In his Tuesday column in the Duke Chronicle, Duke senior Gregory Morrison said:
I’ve long been of the opinion that so-called “campus culture” problems get vastly more attention than they deserve, and I made a vow never to dedicate a column to them.
He went on to use as his operational definition of “campus culture” a few discrete incidents (the incident that resulting in Tailgate ending, and Karen Owen). If this is his, and the popular understanding of campus culture is, I think groups working to combat the more deleterious elements of it are going to face a tough time. I actually think calling it a campus culture does it a disservice, because, more often then not, its just about “culture” in general — Duke becomes a place where social boundaries of race, religion, SES, nationality are crossed more so than I think a lot of neighborhoods or high schools that Duke students come from, but the issues are by and large, issues that are not constricted to campus.
Here’s my response to Gregory’s column, posted on the comments section of The Chronicle:
Campus culture isn’t just about a few isolated incidents. I agree with you that Karen Owen, Tailgate, etc.–the “headliner” stories have received too much attention. These embarrassing incidents, receiving national media attention, did indeed reflect the decisions of a (fairly) small number of people.
Even strictly speaking about “public incidents” though what about the hate speech that has occurred towards sexual minorities on benches and on the East Campus bridge? What about people who have had their BDU flags torn down? What about, as Ryan was right to point out in her column today, the number of sexual assaults on this campus? What about the compendium of DCR comments that were allowed to circulate, without criticism in their listserv (ignoring for a second the impeachment), about religious minorities, sexual minorities, and racial minorities?
To speak only of discrete events though would be doing a disservice to the very definition of culture. Culture takes place in all of the small exchanges that occur between individuals, in dorm rooms, at Shooters, in the classroom, on the plaza. Campus culture is about LGBT students who don’t feel like Duke is a safe environment for them to come out–or who come to Duke and feel pushed back in the closet. Campus culture is about women who don’t feel like their male peers in science labs take them seriously, or about female professors afraid to have children because they fear it would threaten their chances at tenure. Campus culture is about less socioeconomically privileged students who feel like they have to hide their SES status to fit in, or who don’t feel like they can talk to their friends about being stressed out about money. Campus culture is about the sometimes unhealthy amount of drinking on campus that is really normalized–a degree of drinking that can lead to really tragic situations.
Campus culture by definition, is not about the experiences of a few people, its about the experiences of everyone.
I think you’re really invalidating what other people go through at Duke to say that Campus Culture isn’t worth talking about.

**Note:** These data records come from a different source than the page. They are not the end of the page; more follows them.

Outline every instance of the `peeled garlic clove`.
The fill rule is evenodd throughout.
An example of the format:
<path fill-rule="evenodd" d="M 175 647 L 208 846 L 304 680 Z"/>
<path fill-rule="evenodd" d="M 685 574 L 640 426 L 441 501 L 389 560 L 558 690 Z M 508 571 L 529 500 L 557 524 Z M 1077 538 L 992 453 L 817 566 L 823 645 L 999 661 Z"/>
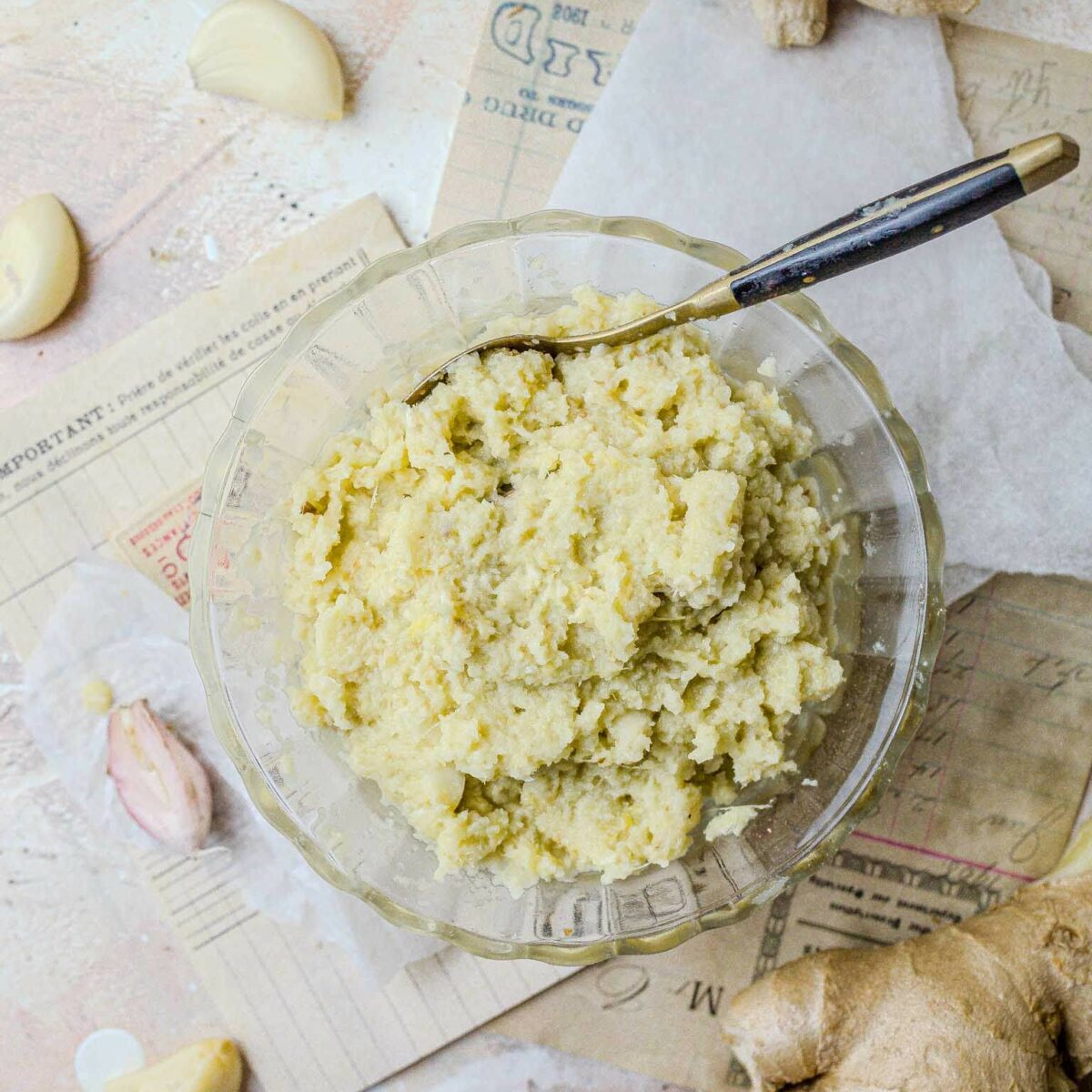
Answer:
<path fill-rule="evenodd" d="M 80 280 L 80 242 L 52 193 L 27 198 L 0 227 L 0 341 L 45 330 Z"/>
<path fill-rule="evenodd" d="M 106 1082 L 106 1092 L 239 1092 L 242 1059 L 229 1038 L 203 1038 L 135 1073 Z"/>
<path fill-rule="evenodd" d="M 336 120 L 344 112 L 334 47 L 281 0 L 228 0 L 201 24 L 186 61 L 202 91 L 304 118 Z"/>
<path fill-rule="evenodd" d="M 106 772 L 152 838 L 179 853 L 201 848 L 212 826 L 209 774 L 146 701 L 110 713 Z"/>

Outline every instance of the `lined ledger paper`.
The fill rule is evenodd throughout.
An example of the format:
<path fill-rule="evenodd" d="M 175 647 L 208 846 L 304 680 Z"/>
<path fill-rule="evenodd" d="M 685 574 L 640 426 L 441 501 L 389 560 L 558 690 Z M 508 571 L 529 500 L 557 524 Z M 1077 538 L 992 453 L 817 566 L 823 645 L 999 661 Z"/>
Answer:
<path fill-rule="evenodd" d="M 1057 860 L 1092 769 L 1090 619 L 1092 585 L 1060 577 L 999 575 L 960 600 L 925 722 L 829 864 L 743 925 L 593 968 L 496 1029 L 708 1092 L 747 1088 L 720 1031 L 747 983 L 978 913 Z"/>
<path fill-rule="evenodd" d="M 542 209 L 646 0 L 494 0 L 431 232 Z"/>
<path fill-rule="evenodd" d="M 88 550 L 183 600 L 193 482 L 246 373 L 402 246 L 376 198 L 356 202 L 0 414 L 0 628 L 21 656 Z M 264 1092 L 359 1092 L 571 973 L 449 949 L 364 989 L 340 949 L 248 905 L 226 853 L 136 865 Z"/>

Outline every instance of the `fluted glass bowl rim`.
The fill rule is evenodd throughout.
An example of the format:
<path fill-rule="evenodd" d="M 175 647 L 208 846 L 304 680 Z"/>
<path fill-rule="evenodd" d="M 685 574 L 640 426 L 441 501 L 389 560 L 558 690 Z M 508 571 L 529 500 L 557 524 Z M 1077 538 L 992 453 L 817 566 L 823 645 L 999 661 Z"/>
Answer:
<path fill-rule="evenodd" d="M 847 342 L 827 320 L 822 311 L 802 294 L 784 296 L 776 306 L 794 316 L 826 345 L 831 356 L 846 368 L 864 388 L 874 408 L 883 422 L 895 450 L 901 456 L 907 478 L 917 499 L 925 544 L 926 602 L 918 633 L 918 651 L 910 684 L 890 732 L 887 748 L 877 756 L 871 776 L 850 803 L 842 819 L 805 856 L 799 857 L 780 875 L 771 875 L 761 890 L 731 907 L 720 907 L 698 914 L 658 933 L 640 937 L 616 937 L 585 945 L 500 941 L 447 922 L 419 914 L 355 877 L 339 869 L 325 855 L 318 841 L 278 803 L 270 792 L 271 782 L 262 767 L 253 760 L 244 741 L 221 678 L 212 632 L 210 571 L 212 566 L 213 529 L 222 508 L 250 422 L 262 407 L 282 376 L 310 344 L 318 331 L 344 308 L 384 280 L 407 272 L 423 262 L 449 254 L 462 247 L 508 236 L 581 233 L 654 242 L 668 249 L 707 261 L 725 270 L 743 264 L 747 259 L 721 242 L 700 239 L 652 219 L 636 216 L 591 216 L 585 213 L 549 210 L 513 219 L 478 221 L 450 228 L 415 247 L 379 258 L 347 285 L 308 310 L 288 331 L 276 349 L 259 363 L 245 381 L 233 411 L 232 419 L 213 447 L 201 488 L 201 509 L 193 532 L 190 555 L 191 619 L 190 643 L 209 702 L 216 735 L 235 763 L 250 798 L 274 829 L 287 838 L 304 859 L 323 879 L 375 907 L 387 921 L 417 933 L 440 937 L 475 956 L 490 959 L 534 959 L 546 963 L 583 966 L 613 956 L 666 951 L 707 929 L 717 928 L 746 917 L 756 906 L 768 902 L 786 888 L 811 875 L 833 856 L 850 831 L 874 809 L 891 780 L 894 768 L 913 738 L 925 715 L 929 676 L 943 632 L 945 608 L 941 591 L 943 565 L 943 531 L 936 501 L 929 490 L 921 446 L 910 426 L 895 410 L 876 366 L 856 346 Z M 885 731 L 887 731 L 885 728 Z"/>

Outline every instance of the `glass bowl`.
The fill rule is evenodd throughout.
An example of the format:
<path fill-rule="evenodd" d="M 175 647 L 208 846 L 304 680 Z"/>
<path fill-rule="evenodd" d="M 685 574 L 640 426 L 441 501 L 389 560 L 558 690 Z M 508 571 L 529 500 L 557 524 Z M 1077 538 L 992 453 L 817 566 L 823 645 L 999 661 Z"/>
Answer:
<path fill-rule="evenodd" d="M 816 786 L 749 790 L 746 799 L 764 794 L 772 808 L 740 836 L 698 834 L 666 868 L 539 883 L 515 899 L 486 875 L 435 879 L 431 851 L 354 776 L 339 734 L 298 724 L 289 709 L 298 649 L 280 594 L 280 506 L 328 438 L 359 420 L 370 391 L 406 393 L 491 319 L 551 309 L 578 285 L 667 301 L 744 260 L 644 219 L 543 212 L 468 224 L 375 262 L 300 319 L 242 389 L 202 491 L 194 656 L 259 809 L 321 876 L 389 921 L 496 958 L 583 964 L 661 951 L 814 870 L 886 786 L 925 710 L 943 626 L 942 534 L 918 444 L 876 368 L 800 296 L 708 325 L 733 376 L 752 378 L 775 357 L 776 377 L 760 378 L 811 425 L 816 452 L 803 468 L 847 531 L 832 600 L 845 682 L 799 722 L 800 776 Z"/>

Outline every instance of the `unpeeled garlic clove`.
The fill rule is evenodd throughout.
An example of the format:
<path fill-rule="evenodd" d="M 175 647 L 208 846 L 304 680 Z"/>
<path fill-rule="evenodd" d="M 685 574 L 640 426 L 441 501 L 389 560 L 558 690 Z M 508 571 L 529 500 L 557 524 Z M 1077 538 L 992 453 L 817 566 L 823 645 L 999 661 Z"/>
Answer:
<path fill-rule="evenodd" d="M 80 242 L 52 193 L 17 205 L 0 227 L 0 341 L 45 330 L 80 280 Z"/>
<path fill-rule="evenodd" d="M 143 699 L 110 713 L 106 772 L 126 810 L 179 853 L 200 850 L 212 826 L 205 768 Z"/>
<path fill-rule="evenodd" d="M 124 1077 L 106 1082 L 106 1092 L 239 1092 L 242 1059 L 229 1038 L 203 1038 Z"/>
<path fill-rule="evenodd" d="M 344 112 L 334 47 L 281 0 L 228 0 L 198 28 L 186 61 L 202 91 L 304 118 L 336 120 Z"/>

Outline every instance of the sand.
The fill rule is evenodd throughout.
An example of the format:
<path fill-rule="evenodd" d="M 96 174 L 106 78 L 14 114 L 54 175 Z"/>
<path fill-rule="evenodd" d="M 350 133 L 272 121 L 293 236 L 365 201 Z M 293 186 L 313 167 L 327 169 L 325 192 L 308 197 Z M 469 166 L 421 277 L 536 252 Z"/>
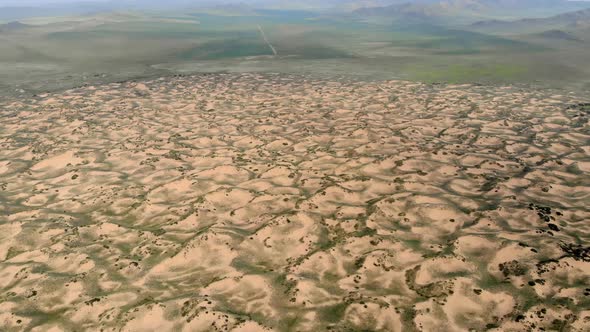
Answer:
<path fill-rule="evenodd" d="M 588 331 L 582 101 L 272 74 L 1 100 L 0 330 Z"/>

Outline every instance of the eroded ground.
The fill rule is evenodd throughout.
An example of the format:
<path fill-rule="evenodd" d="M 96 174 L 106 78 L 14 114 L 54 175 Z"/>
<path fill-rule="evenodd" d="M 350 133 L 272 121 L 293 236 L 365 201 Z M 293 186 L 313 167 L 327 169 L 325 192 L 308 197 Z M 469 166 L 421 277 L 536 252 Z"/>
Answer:
<path fill-rule="evenodd" d="M 204 75 L 0 104 L 3 331 L 590 329 L 590 107 Z"/>

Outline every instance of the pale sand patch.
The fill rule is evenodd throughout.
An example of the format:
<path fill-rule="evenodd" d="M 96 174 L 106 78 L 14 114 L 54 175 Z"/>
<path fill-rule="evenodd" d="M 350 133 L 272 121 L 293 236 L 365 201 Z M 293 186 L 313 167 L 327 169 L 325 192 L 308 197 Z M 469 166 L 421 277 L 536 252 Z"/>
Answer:
<path fill-rule="evenodd" d="M 31 167 L 31 170 L 42 171 L 46 169 L 63 169 L 68 165 L 75 166 L 81 163 L 83 160 L 84 159 L 75 156 L 74 151 L 67 151 L 60 155 L 56 155 L 36 163 L 33 167 Z"/>

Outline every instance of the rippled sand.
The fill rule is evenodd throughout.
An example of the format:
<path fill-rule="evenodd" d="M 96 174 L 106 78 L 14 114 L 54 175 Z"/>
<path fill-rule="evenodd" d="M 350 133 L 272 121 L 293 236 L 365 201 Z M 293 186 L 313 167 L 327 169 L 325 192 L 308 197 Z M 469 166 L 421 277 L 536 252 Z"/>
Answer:
<path fill-rule="evenodd" d="M 1 329 L 588 331 L 581 101 L 253 74 L 5 100 Z"/>

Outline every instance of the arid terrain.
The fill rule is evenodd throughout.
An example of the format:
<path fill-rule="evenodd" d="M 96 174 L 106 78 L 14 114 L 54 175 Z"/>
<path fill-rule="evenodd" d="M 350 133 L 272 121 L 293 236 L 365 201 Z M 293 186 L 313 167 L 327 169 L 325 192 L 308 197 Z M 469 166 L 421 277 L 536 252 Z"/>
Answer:
<path fill-rule="evenodd" d="M 0 100 L 2 331 L 588 331 L 588 96 L 209 74 Z"/>

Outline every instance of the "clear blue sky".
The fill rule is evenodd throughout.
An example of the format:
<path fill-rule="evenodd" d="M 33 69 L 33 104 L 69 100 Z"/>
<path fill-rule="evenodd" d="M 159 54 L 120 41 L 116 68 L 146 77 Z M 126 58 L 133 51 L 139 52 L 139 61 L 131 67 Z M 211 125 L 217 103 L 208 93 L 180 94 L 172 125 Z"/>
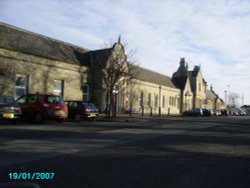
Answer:
<path fill-rule="evenodd" d="M 0 0 L 0 21 L 87 49 L 121 35 L 140 66 L 172 76 L 185 57 L 223 100 L 250 104 L 247 0 Z"/>

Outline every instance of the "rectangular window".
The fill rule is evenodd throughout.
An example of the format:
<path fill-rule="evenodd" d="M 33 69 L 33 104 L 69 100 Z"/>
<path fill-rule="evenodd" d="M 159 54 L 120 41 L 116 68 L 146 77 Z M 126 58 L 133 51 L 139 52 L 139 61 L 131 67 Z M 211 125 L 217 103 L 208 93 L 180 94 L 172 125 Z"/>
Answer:
<path fill-rule="evenodd" d="M 63 97 L 64 81 L 54 80 L 53 93 Z"/>
<path fill-rule="evenodd" d="M 161 96 L 162 97 L 162 99 L 161 99 L 161 106 L 162 106 L 162 108 L 165 108 L 165 95 L 163 95 L 163 96 Z"/>
<path fill-rule="evenodd" d="M 89 101 L 89 85 L 88 84 L 82 85 L 82 100 L 84 102 Z"/>
<path fill-rule="evenodd" d="M 155 94 L 155 99 L 154 99 L 154 107 L 157 108 L 158 107 L 158 95 Z"/>
<path fill-rule="evenodd" d="M 19 98 L 22 95 L 27 94 L 28 86 L 29 86 L 29 76 L 17 74 L 15 83 L 15 99 Z"/>
<path fill-rule="evenodd" d="M 147 106 L 148 106 L 148 107 L 151 107 L 151 93 L 148 94 Z"/>
<path fill-rule="evenodd" d="M 143 106 L 143 92 L 139 93 L 138 104 L 139 104 L 139 106 Z"/>

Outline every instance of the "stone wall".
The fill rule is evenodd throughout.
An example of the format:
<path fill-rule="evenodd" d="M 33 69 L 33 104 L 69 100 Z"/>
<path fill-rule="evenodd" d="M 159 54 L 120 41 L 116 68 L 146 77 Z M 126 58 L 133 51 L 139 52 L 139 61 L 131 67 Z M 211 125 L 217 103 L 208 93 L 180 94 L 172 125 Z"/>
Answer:
<path fill-rule="evenodd" d="M 88 83 L 88 69 L 0 48 L 0 94 L 15 96 L 16 75 L 28 75 L 29 93 L 53 93 L 54 80 L 64 83 L 63 97 L 82 99 L 81 85 Z"/>

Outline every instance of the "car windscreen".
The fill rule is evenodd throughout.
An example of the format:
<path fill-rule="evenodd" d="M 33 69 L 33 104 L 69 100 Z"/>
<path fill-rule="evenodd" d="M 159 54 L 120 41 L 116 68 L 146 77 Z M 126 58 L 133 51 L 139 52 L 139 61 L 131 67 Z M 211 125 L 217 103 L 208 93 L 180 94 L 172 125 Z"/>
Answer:
<path fill-rule="evenodd" d="M 87 108 L 96 109 L 96 106 L 92 103 L 83 103 L 83 105 Z"/>
<path fill-rule="evenodd" d="M 53 95 L 47 96 L 46 99 L 45 99 L 45 101 L 47 103 L 63 103 L 62 97 L 60 97 L 60 96 L 53 96 Z"/>
<path fill-rule="evenodd" d="M 11 97 L 0 97 L 0 105 L 6 105 L 14 103 L 14 99 Z"/>

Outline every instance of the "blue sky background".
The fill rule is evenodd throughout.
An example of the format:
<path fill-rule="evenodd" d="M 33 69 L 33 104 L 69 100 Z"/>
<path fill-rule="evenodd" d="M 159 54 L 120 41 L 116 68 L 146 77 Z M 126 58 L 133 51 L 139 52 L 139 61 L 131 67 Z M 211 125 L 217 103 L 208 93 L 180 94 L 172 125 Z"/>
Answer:
<path fill-rule="evenodd" d="M 140 66 L 172 76 L 185 57 L 250 104 L 247 0 L 0 0 L 0 21 L 91 50 L 121 35 Z"/>

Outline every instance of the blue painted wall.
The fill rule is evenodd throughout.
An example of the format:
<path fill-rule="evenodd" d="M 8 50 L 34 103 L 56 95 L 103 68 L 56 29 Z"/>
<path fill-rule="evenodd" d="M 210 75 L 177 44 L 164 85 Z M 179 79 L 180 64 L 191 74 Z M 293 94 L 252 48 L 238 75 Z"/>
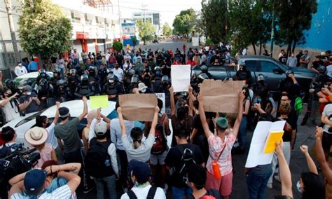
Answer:
<path fill-rule="evenodd" d="M 317 12 L 312 16 L 311 28 L 305 34 L 307 43 L 297 48 L 332 50 L 332 0 L 317 0 Z"/>

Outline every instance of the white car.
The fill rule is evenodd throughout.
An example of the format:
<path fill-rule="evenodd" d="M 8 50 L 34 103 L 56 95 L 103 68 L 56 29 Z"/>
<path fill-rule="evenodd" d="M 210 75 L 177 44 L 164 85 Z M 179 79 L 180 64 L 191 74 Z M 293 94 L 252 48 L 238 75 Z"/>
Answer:
<path fill-rule="evenodd" d="M 118 113 L 116 112 L 116 102 L 109 101 L 109 107 L 102 109 L 102 114 L 110 119 L 116 118 Z M 72 100 L 61 103 L 60 107 L 66 107 L 69 109 L 71 118 L 78 117 L 81 115 L 83 109 L 83 102 L 82 100 Z M 91 110 L 90 108 L 90 100 L 88 100 L 88 110 Z M 56 112 L 56 106 L 49 107 L 48 109 L 41 111 L 39 112 L 31 113 L 25 115 L 25 116 L 20 116 L 15 118 L 13 121 L 6 123 L 3 126 L 10 126 L 16 130 L 18 137 L 16 142 L 19 143 L 24 143 L 25 146 L 29 146 L 27 142 L 25 142 L 25 132 L 36 125 L 36 117 L 37 116 L 46 116 L 50 121 L 54 119 Z M 80 122 L 78 126 L 78 133 L 81 137 L 82 130 L 85 127 L 87 124 L 86 118 L 84 118 Z M 167 136 L 167 144 L 170 148 L 170 144 L 172 139 L 173 130 L 172 128 L 172 121 L 170 119 L 170 128 L 171 130 L 171 135 Z"/>

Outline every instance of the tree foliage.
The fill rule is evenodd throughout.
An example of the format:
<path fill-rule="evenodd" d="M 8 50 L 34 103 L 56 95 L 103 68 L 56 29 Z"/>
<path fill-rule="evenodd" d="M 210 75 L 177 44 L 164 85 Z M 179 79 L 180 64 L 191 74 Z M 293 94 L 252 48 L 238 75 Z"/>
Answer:
<path fill-rule="evenodd" d="M 115 49 L 116 52 L 120 53 L 123 48 L 123 44 L 120 41 L 114 41 L 112 45 L 113 49 Z"/>
<path fill-rule="evenodd" d="M 20 10 L 20 43 L 28 53 L 48 60 L 71 48 L 71 23 L 59 6 L 50 0 L 24 0 Z"/>
<path fill-rule="evenodd" d="M 173 21 L 173 32 L 179 35 L 189 36 L 194 27 L 196 14 L 193 8 L 182 11 Z"/>
<path fill-rule="evenodd" d="M 267 1 L 233 0 L 229 3 L 229 37 L 238 50 L 252 45 L 264 45 L 270 38 L 272 15 Z"/>
<path fill-rule="evenodd" d="M 219 44 L 226 40 L 227 33 L 227 1 L 202 0 L 202 20 L 205 36 L 210 38 L 213 43 Z"/>
<path fill-rule="evenodd" d="M 170 36 L 172 34 L 172 29 L 167 22 L 165 22 L 162 26 L 162 35 Z"/>
<path fill-rule="evenodd" d="M 152 40 L 155 32 L 155 27 L 151 22 L 143 22 L 142 20 L 138 20 L 137 25 L 139 37 L 143 40 L 145 45 L 146 41 Z"/>
<path fill-rule="evenodd" d="M 288 45 L 287 52 L 293 51 L 297 44 L 305 43 L 305 30 L 311 27 L 312 15 L 317 11 L 316 0 L 281 0 L 275 1 L 278 18 L 276 43 Z"/>

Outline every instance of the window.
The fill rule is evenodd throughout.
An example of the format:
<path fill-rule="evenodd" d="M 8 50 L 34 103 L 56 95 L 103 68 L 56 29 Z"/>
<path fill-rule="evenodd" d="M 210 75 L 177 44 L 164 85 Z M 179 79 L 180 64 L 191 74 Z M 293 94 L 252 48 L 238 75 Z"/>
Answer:
<path fill-rule="evenodd" d="M 261 61 L 261 71 L 272 73 L 274 69 L 279 68 L 274 63 L 268 61 Z"/>

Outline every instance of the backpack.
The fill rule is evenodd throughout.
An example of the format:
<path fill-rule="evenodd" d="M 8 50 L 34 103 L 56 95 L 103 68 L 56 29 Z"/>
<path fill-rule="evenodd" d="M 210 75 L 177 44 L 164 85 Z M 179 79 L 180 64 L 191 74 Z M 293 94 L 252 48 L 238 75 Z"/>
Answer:
<path fill-rule="evenodd" d="M 296 99 L 295 99 L 294 108 L 298 116 L 302 114 L 302 111 L 303 110 L 303 103 L 302 102 L 301 97 L 298 97 Z"/>
<path fill-rule="evenodd" d="M 180 151 L 181 153 L 181 161 L 182 162 L 182 167 L 180 170 L 177 171 L 179 172 L 180 177 L 181 177 L 182 181 L 186 183 L 187 180 L 187 174 L 188 168 L 190 165 L 195 165 L 196 162 L 195 161 L 195 145 L 191 144 L 189 148 L 186 148 L 184 149 L 184 147 L 181 144 L 177 145 L 177 148 Z"/>
<path fill-rule="evenodd" d="M 146 199 L 153 199 L 155 198 L 156 191 L 157 186 L 152 186 L 150 187 Z M 130 199 L 137 199 L 137 196 L 136 196 L 136 194 L 134 193 L 134 191 L 132 191 L 132 190 L 130 190 L 127 194 L 128 195 Z"/>
<path fill-rule="evenodd" d="M 114 174 L 107 149 L 111 141 L 99 142 L 96 138 L 90 141 L 85 157 L 85 166 L 90 176 L 95 178 L 109 177 Z"/>
<path fill-rule="evenodd" d="M 159 120 L 155 127 L 155 142 L 151 148 L 151 153 L 154 155 L 160 155 L 165 151 L 167 150 L 167 139 L 165 132 L 164 120 L 166 114 L 163 114 Z"/>

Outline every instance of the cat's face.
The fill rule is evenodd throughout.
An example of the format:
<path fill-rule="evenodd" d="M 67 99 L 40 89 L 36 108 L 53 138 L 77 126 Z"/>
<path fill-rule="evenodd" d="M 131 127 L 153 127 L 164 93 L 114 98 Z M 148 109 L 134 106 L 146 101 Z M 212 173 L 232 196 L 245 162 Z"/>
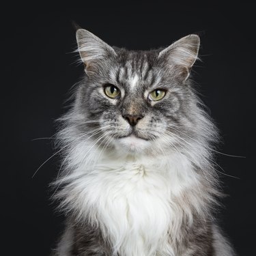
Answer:
<path fill-rule="evenodd" d="M 165 49 L 128 51 L 83 29 L 76 35 L 87 74 L 77 108 L 89 129 L 99 128 L 99 145 L 130 152 L 175 147 L 178 131 L 193 125 L 187 79 L 199 38 L 190 35 Z"/>

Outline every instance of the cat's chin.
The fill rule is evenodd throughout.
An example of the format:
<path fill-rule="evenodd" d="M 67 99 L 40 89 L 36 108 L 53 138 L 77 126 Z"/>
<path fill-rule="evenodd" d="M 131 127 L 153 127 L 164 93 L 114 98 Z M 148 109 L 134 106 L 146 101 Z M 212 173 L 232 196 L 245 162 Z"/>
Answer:
<path fill-rule="evenodd" d="M 133 134 L 118 139 L 115 142 L 115 146 L 117 150 L 125 150 L 131 153 L 145 152 L 150 148 L 150 141 L 139 138 Z"/>

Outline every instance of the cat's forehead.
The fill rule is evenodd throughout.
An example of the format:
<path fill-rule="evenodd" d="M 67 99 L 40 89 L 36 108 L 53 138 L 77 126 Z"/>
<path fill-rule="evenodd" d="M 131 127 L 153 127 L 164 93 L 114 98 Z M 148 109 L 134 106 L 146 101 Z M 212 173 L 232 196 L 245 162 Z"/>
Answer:
<path fill-rule="evenodd" d="M 160 81 L 160 76 L 157 76 L 158 68 L 154 59 L 152 54 L 146 52 L 126 53 L 111 72 L 111 78 L 129 91 L 152 87 Z"/>

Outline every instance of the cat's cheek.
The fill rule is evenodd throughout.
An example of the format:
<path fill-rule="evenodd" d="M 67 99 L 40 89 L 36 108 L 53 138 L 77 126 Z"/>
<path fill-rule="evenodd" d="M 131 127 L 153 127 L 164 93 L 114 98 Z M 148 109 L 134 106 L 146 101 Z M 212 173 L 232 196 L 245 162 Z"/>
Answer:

Improving the Honor System isn’t a bad idea, and you’ve put forth some good arguments for it.
That having been said, judicial action alone isn’t going to change our culture, because only a fraction of what constitutes culture would make sense to include in a judicially-modeled-honor-system (for issues including freedom of speech and the extent of personal freedom that it is important to maintain).
Culture won’t change unless it is talked about, and, if anything, The Chronicle only grazes this issues (Ryan Brown and Bhumi Purohit’s awesome columns come to mind.)